His time at the News, however, would be short. Called upon to draw for the newspaper pictures of the intricately-restored interiors for a number of city banks, Hubbard threw up his hands and departed Indianapolis for the safety of the family home in Bellefontaine. During the next few years, Hubbard kept busy by again visiting the South, driving a mule team in Chattanooga, serving as a gatekeeper for a Cincinnati amusement park, and working as an artist for the Cincinnati Tribune and Mansfield (Ohio) News. In 1899, the thirty-one-year-old Hubbard received a letter from the Indianapolis Sun inviting him to work for the newspaper.

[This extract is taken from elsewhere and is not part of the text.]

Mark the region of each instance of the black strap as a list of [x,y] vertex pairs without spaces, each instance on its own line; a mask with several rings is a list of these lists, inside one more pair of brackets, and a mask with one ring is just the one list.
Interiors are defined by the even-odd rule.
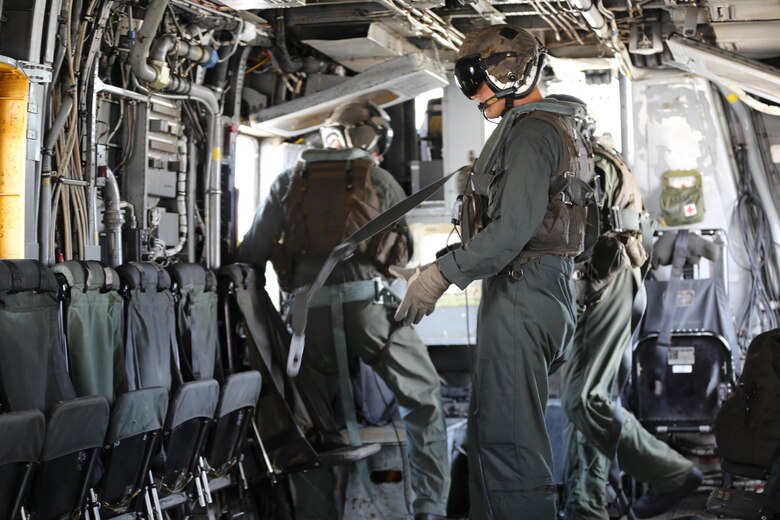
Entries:
[[295,290],[293,293],[292,307],[293,337],[290,342],[290,352],[287,356],[287,375],[295,377],[298,375],[298,370],[301,368],[301,359],[303,357],[303,347],[306,338],[305,330],[309,300],[311,299],[311,296],[325,284],[325,280],[327,280],[330,273],[333,272],[336,264],[351,257],[360,242],[368,240],[395,224],[401,217],[416,208],[422,201],[436,193],[439,188],[444,186],[444,183],[450,180],[450,178],[458,172],[460,172],[460,169],[432,182],[417,193],[406,197],[395,206],[381,213],[376,218],[368,221],[363,227],[352,233],[344,242],[333,248],[333,251],[331,251],[328,259],[325,260],[320,272],[317,274],[314,283],[311,285],[304,285]]
[[656,345],[659,347],[672,346],[672,320],[677,314],[677,292],[680,288],[682,279],[682,268],[685,264],[685,257],[688,255],[688,230],[683,229],[677,232],[677,239],[674,241],[674,259],[672,260],[672,274],[669,277],[669,284],[666,286],[666,297],[664,298],[664,314],[661,320],[660,331]]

He accepted the offer and during the two years he worked at the Sun "really made more progress as an artist . . . than I had in all the years before," he said. Hubbard rejoined the News as an artist in the fall of 1901 and worked there until his death.
Upon his return to the News, Hubbard became well-known for his caricatures of state political figures, particularly Indiana legislators. In working with politicians as subjects, he preferred to draw those with whiskers and hair, as caricaturing bald lawmakers was "just like drawing a cocoanut." Although a collection of these drawings was published in 1903, Hubbard's lasting fame would come not from politicians, but from a rustic character who made a habit of commenting on legislator's foibles all the way from the wild country of Brown County.
In 1904, while traveling on trains during campaign trips by Democratic presidential candidate William Jennings Bryan and Republic vice presidential candidate Charles Fairbanks, Hubbard found that at campaign's end he had some extra material. After first experimenting with such names as Seth Martin, Steve Martin, and Abe Hulsizer, Hubbard finally hit on the right one--Abe Martin. On 17 December 1904 the Abe Martin character made his first appearance. The drawing showed a smiling, whiskered gentleman staring at a playbill featuring a scantily-clad (for those days) woman. At the drawing's bottom, the character commented: "If I thought that blamed troupe done everything it has pictures fer, I'd stay over this evening and go home on the interubin." The feature, Hubbard laconically recalled years later, "caused some favorable comment and it was decided to continue it."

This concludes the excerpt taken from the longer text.